Listowel in Kerry has the highest Covid-19 infection rate in Munster followed by Cork city, according to new data showing where the virus is spreading.
The data published by the Health Protection and Surveillance Centre shows where Covid-19 hotspots are emerging in 166 local electoral areas (LEA) across the country in the previous 14 days.
As of October 26, LEAs in Cavan, Meath and Galway had 14-day infection rates that were multiples of the national average of 307.6 cases per 100,000 population, the latest figures show.
Ballyjamesduff in Cavan had the highest infection rate nationally at 1,484.4 cases per 100,000 population – almost five times the national infection rate. The local area has a population of almost 26,000 and 383 new cases were confirmed in the previous fortnight.
Infection rates were also three to four times the national average in Rathoath in Meath (1,365.6 cases per 100,000 population) and in Galway city central (1,018.7 cases per 100,000 population).
In Munster, the Listowel LEA in Kerry had the highest infection rate in the province at 634.7 cases 100,000 population.

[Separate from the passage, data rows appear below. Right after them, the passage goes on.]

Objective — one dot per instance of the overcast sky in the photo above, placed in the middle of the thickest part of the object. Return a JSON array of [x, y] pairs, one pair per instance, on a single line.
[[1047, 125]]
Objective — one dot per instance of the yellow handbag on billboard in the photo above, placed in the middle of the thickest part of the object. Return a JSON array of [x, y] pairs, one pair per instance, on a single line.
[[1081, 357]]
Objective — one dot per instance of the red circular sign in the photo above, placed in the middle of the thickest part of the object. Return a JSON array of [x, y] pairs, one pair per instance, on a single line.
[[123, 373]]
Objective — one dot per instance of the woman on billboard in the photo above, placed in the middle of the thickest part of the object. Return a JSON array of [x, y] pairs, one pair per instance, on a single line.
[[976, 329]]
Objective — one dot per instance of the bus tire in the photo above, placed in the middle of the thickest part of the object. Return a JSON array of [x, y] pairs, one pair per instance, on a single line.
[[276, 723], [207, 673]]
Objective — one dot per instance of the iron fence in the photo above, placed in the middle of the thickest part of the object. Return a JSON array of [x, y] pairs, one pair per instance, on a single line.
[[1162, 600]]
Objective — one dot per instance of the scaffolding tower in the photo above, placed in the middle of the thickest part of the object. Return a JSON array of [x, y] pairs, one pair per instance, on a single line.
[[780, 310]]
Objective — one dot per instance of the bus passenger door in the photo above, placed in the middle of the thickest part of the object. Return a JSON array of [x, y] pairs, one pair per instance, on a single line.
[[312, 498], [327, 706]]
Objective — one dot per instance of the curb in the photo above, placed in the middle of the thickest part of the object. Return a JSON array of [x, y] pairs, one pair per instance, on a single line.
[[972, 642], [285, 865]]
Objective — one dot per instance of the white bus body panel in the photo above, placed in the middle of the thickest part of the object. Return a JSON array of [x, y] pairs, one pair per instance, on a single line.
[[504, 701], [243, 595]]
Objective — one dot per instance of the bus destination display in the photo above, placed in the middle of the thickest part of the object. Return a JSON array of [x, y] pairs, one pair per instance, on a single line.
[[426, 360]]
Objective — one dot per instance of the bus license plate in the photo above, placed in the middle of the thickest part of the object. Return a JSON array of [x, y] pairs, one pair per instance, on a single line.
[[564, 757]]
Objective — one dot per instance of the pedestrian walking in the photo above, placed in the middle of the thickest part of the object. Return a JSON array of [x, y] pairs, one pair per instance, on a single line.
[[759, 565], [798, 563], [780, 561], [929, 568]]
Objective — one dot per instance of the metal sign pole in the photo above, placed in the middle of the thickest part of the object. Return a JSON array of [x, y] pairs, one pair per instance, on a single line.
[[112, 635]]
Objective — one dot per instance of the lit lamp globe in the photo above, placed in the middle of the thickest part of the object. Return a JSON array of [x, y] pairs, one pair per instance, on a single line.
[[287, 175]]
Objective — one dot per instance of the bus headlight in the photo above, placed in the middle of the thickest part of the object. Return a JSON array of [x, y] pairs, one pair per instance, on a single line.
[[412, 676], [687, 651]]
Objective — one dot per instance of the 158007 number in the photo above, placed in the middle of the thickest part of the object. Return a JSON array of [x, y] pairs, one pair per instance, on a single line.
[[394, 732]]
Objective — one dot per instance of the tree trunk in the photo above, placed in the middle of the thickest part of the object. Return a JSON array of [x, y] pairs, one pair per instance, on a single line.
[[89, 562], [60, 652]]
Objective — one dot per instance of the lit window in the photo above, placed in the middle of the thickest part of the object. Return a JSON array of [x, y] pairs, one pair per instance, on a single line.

In the previous two weeks, 182 new Covid-19 cases were confirmed in the area, which has a population of more than 28,000.
Infection rates also remain high in all five Cork city electoral areas, with above-average rates.
The infection rate in the Cork South Central area is double the national average (625.9 cases per 100,000 population) and is above 400 cases per 100,000 population in Cork City North West, North West, South East and South West electoral areas.
The figures show a dramatic change since the end of September, when the national 14-day infection rate stood at 177 cases per 100,000 population and some LEAs were almost Covid-free, with less than five cases reported in the previous fortnight.
The virus has now spread through all 166 LEAs, although there are some signs that infection rates may be starting to slow nationally but the impacts of the Level 5 lockdown may not be evident yet.
To date 1,902 people have died from Covid-19 and more than 60,000 people have contracted the virus. Over 100 Covid-19 deaths and 24,000 new cases were confirmed in the past month alone.
While there were some “positive trends”, chief executive of the HSE, Paul Reid, said the service was watching out for a “multi-lag effect” involving viral spread from younger people to those over 65 years of age, which could result in increased hospital admissions and deaths.